DD.
DD.

Reputation: 21991

Try Catch Performance Java

How much longer (in nanoseconds) does a try-catch take when catching an exception rather than doing a check (assuming message has HashMap type performance for lookup)?

    try {
        timestamp = message.getLongField( MessageField.TIMESTAMP );
    } catch (MissingDataException e) {
        //Not all messages contain this field
    }

vs

if (message.contains(MessageField.TIMESTAMP))
    timestamp = message.getLongField( MessageField.TIMESTAMP );

Upvotes: 7

Views: 8917

Answers (4)

alex
alex

Reputation: 5201

Another answer is "Who cares!". It's wrong!

In any case, if you want to benchmark it, use https://github.com/google/caliper

Upvotes: 3

Stephen C
Stephen C

Reputation: 718886

Would like to quantify this...

It is literally impossible to quantify in general. Not in nanoseconds ... because it depends on the execution platform. And not even in percentage terms.

The time depends largely on the time taken to capture the stack trace, and that depends on how deep the stack is when the exception is thrown. And that's just one of the reasons that using Java exceptions instead of regular conditional statements is a really bad idea.

But the flip side is that there is scope for the JIT compiler to heavily optimize exception-related code provided that it can determine that the stack trace for and exception thrown at a particular point is never going to be used.


If you really want some (IMO, pointless and largely meaningless) numbers, you will need to do your own benchmarking. Good luck.

Upvotes: 1

Bohemian
Bohemian

Reputation: 425063

In short, the check is way faster.
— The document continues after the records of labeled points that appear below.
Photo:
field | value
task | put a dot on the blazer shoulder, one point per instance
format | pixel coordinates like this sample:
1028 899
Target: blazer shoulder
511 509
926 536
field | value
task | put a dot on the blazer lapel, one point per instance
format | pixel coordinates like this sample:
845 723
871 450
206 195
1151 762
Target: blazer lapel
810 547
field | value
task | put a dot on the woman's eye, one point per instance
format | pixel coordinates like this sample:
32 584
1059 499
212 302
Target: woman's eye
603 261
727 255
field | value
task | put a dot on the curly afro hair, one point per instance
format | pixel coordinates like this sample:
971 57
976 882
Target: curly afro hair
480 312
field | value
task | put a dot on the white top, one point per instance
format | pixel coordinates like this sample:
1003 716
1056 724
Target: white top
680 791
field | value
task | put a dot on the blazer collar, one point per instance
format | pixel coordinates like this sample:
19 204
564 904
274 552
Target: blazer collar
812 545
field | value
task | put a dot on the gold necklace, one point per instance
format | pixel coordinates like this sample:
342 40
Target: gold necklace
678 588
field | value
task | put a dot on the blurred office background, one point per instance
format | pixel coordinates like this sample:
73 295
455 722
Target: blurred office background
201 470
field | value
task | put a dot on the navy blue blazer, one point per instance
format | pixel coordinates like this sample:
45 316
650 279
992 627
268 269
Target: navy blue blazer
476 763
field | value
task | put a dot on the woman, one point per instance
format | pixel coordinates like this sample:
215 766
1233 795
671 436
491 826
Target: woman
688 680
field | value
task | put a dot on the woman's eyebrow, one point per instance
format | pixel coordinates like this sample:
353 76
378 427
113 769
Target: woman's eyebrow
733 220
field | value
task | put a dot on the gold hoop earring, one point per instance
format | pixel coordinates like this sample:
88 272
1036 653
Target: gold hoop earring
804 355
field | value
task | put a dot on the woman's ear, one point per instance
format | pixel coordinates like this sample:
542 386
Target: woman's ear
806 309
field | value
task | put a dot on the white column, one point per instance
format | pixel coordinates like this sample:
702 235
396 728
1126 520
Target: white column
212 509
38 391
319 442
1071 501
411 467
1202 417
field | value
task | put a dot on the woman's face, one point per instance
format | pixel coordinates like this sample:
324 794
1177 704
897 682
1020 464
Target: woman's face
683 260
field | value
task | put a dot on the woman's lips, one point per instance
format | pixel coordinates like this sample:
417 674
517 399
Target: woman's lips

You should use the check because:

  • Exceptions are EXPENSIVE! A stack trace must be created (if used, eg logged etc) and special flow control handled
  • Exceptions should not be used for flow control - Exceptions are for the "exceptional"
  • Exceptions are the code's way of saying "I can't handle this situation and I'm giving up... you deal with it!", but here you can handle it... so handle it

Upvotes: 25

Mike Q
Mike Q

Reputation: 23229

The answer is "much longer". Exceptions are slow compared to a check due to time to build the stacktrace.

As a general point using exceptions to control program flow is a bad idea as it clutters the code up. Always do the check and leave exceptions for when "exceptional" things happen.